My plants have about 100 peppers on them a piece right now bro. As long as the heat is there for your peppers, they just keep going. My plants stalls are so thick it's like wood. The wind doesn't do anything to harm it. Freaking Reaper Trees!


1 year ago

Our reaper plant is loaded with peppers but some are starting to turn black around the top...any suggestions? Is this normal?

3 replies

Reply 1 year ago

Yes, this is known as blossom end rot. It happens a lot in the first yield, and is a sign that the plant is not receiving enough calcium. Feed them with some low nitrogen organic fertilizer. Fish bone meal is great or a tomato fertilizer.


Reply 1 year ago

Epsom Salts and then a week later water it with some baby aspirin.


Reply 1 year ago

Mine did the same black almost purple but all ripened to a nice fiery red. Dont know if thats normal as this is my first yeild with this plant but all turned out great.


3 years ago

Grew these in a wallmounted greenhouse in Copenhagen, Denmark. Are the red ones ready to harvest, or do I need to leave them on for some time?

6 replies

Reply 1 year ago

Harvest them. If they are not as dark red as you would like just set them in the window for a few days

Boba JettPepperchop

Reply 3 years ago

Hello and thank you for your comment!! Sorry for the late reply. Hope you are happy with your reapers and well done with your growing success!!! Happy Growing Boba

PepperchopBoba Jett

Reply 3 years ago

I am very happy with them. Got 60 reapers out of it. Have made powder and tabasco out of it. Tried one whole and I am never going to do that again :)
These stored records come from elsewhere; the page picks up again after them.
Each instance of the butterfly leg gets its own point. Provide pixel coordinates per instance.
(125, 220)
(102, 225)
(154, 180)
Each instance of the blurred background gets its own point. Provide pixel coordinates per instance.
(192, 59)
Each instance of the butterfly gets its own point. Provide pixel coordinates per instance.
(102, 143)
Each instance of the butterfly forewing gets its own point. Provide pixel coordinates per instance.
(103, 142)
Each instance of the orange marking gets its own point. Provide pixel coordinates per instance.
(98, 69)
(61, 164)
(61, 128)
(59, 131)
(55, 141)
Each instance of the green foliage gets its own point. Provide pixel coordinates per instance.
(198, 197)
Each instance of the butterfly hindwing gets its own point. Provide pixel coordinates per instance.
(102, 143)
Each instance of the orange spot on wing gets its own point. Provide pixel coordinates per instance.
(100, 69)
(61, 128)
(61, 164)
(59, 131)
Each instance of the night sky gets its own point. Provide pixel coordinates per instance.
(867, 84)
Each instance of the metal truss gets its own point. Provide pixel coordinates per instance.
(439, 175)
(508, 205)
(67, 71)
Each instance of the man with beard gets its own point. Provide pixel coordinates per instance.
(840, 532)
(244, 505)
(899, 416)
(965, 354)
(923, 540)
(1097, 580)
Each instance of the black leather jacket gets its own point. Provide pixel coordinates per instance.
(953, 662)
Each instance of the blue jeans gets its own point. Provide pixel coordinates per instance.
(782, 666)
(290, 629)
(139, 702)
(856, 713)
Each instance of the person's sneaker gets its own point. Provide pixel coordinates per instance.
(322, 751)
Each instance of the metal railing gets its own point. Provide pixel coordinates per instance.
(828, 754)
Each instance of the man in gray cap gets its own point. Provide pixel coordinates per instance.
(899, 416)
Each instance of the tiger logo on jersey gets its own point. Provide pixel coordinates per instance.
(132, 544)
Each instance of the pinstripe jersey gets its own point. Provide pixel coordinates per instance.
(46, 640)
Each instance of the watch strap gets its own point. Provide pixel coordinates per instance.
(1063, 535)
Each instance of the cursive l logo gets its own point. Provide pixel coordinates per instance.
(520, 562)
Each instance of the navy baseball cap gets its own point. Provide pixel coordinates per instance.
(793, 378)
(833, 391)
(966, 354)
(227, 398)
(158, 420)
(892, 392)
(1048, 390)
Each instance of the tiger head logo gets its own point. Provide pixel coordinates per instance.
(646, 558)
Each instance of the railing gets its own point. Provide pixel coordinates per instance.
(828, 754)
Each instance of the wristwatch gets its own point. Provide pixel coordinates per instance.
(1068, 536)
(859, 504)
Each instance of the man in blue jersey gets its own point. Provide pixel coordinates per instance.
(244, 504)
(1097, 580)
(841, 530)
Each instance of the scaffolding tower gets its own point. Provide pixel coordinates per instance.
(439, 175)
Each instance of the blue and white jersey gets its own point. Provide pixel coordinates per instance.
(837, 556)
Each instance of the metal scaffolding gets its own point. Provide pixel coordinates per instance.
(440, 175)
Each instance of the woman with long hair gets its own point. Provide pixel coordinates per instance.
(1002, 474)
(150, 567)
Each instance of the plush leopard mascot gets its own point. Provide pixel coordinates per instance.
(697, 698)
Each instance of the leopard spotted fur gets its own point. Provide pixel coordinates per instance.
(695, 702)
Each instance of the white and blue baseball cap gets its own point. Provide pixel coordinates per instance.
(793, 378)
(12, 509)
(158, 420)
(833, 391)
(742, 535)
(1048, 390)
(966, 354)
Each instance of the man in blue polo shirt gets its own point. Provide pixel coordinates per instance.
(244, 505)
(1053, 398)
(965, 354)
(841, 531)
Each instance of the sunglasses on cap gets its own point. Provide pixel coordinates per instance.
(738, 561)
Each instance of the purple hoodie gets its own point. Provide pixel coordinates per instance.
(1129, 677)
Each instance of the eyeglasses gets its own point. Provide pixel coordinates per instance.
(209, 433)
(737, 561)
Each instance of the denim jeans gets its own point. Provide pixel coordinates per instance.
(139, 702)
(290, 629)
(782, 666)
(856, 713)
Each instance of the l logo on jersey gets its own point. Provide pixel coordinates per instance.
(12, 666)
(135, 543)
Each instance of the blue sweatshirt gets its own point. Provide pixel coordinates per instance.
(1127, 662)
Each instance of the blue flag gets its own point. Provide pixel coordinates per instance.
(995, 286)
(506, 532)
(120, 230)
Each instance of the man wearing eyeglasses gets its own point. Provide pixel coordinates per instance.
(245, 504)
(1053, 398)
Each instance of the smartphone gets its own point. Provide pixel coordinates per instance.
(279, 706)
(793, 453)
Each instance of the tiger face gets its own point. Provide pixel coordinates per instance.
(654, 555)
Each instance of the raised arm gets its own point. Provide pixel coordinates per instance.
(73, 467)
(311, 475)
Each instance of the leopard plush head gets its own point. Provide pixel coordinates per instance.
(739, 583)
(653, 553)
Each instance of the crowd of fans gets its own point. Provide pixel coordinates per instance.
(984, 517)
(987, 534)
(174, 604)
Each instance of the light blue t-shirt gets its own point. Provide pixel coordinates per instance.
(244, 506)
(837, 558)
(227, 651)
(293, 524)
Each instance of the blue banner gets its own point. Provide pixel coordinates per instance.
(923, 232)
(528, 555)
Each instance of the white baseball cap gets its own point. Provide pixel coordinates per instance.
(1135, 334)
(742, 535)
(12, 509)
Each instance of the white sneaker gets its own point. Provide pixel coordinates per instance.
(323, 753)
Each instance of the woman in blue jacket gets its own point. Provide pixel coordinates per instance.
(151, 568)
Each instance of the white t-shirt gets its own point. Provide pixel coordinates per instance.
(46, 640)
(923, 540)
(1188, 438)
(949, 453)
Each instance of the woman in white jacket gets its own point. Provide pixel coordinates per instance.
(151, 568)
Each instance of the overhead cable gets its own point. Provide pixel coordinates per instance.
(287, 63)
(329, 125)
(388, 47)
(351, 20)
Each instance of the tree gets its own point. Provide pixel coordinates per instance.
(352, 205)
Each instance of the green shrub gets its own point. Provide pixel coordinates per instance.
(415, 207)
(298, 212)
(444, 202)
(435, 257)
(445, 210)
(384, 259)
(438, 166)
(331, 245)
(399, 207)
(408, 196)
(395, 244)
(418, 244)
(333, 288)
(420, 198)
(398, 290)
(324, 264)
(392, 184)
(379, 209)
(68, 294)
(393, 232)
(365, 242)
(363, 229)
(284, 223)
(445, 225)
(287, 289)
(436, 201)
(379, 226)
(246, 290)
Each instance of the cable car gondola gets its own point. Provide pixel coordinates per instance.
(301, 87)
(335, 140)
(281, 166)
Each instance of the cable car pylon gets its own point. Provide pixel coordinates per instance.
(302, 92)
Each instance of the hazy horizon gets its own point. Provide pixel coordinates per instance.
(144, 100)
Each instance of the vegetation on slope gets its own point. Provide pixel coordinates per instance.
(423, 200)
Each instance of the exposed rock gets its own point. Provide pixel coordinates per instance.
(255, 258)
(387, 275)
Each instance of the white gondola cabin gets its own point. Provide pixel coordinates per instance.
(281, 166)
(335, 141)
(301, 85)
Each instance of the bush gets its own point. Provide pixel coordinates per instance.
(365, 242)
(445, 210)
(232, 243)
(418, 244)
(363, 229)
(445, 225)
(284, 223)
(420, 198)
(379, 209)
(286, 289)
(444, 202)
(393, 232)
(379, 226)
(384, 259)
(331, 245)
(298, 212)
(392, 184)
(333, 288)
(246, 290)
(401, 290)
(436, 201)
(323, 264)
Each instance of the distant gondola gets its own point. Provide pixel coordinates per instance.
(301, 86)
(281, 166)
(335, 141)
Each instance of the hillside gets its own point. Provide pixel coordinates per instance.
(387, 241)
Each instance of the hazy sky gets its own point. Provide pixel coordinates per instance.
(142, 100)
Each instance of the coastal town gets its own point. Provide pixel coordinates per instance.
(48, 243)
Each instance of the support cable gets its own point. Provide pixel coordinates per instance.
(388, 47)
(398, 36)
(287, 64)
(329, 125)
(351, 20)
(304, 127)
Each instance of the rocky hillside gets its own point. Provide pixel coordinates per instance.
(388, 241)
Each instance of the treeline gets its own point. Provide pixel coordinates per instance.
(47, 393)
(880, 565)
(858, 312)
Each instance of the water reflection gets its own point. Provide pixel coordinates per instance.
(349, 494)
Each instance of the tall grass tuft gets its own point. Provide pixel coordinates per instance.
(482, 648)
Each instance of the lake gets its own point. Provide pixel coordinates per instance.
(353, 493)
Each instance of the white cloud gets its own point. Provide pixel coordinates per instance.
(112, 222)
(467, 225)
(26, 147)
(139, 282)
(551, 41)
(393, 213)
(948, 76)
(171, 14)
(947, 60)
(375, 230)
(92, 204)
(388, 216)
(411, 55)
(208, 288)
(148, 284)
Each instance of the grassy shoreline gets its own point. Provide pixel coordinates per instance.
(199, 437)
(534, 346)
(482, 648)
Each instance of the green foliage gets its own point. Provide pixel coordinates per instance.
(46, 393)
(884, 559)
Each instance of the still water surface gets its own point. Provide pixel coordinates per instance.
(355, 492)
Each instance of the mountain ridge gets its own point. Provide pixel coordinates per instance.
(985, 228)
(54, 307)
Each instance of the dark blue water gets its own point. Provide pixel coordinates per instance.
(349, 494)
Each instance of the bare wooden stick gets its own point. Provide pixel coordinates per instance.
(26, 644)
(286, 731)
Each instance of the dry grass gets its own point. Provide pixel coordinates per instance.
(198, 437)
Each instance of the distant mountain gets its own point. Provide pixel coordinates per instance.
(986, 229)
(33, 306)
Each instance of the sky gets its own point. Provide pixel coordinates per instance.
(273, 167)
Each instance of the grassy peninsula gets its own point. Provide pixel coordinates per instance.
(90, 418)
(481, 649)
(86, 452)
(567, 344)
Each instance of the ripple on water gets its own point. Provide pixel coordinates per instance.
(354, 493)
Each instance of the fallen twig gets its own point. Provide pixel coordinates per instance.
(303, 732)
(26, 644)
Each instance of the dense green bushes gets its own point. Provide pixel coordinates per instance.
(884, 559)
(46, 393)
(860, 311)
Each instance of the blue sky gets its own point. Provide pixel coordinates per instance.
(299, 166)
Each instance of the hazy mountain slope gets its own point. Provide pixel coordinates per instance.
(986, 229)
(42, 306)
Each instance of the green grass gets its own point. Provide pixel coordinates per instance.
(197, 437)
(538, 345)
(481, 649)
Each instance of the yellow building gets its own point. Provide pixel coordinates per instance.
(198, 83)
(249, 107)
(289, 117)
Question 1 year ago on Introduction

My Carolina reaper plants are a little over 3 months old and about 14 inches tall. I’ve just transplanted into a 5 gal pot. I have about 4 plants in the pot. Do they need separate pots once bigger? Hopefully we haven’t stunted their growth before repotting. Can I expect them to grow for another 3 to 4 months before fruiting. We live in Kansas and are wondering how to protect them for the winter? Should we bring inside? Just learning how to grow them for a hobby so I can enjoy them with my friends. Thank you from a wanna be green thumb!

1 answer

Answer 1 year ago

You need separate pots. Don't leave then outside when it gets under 70° if you can help it. And they don't really like anything over about 94 degrees. Hopefully you haven't stunted them. If it's flowering at all, sprinkle some Epsom Salts in the soil. I swear it works buddy.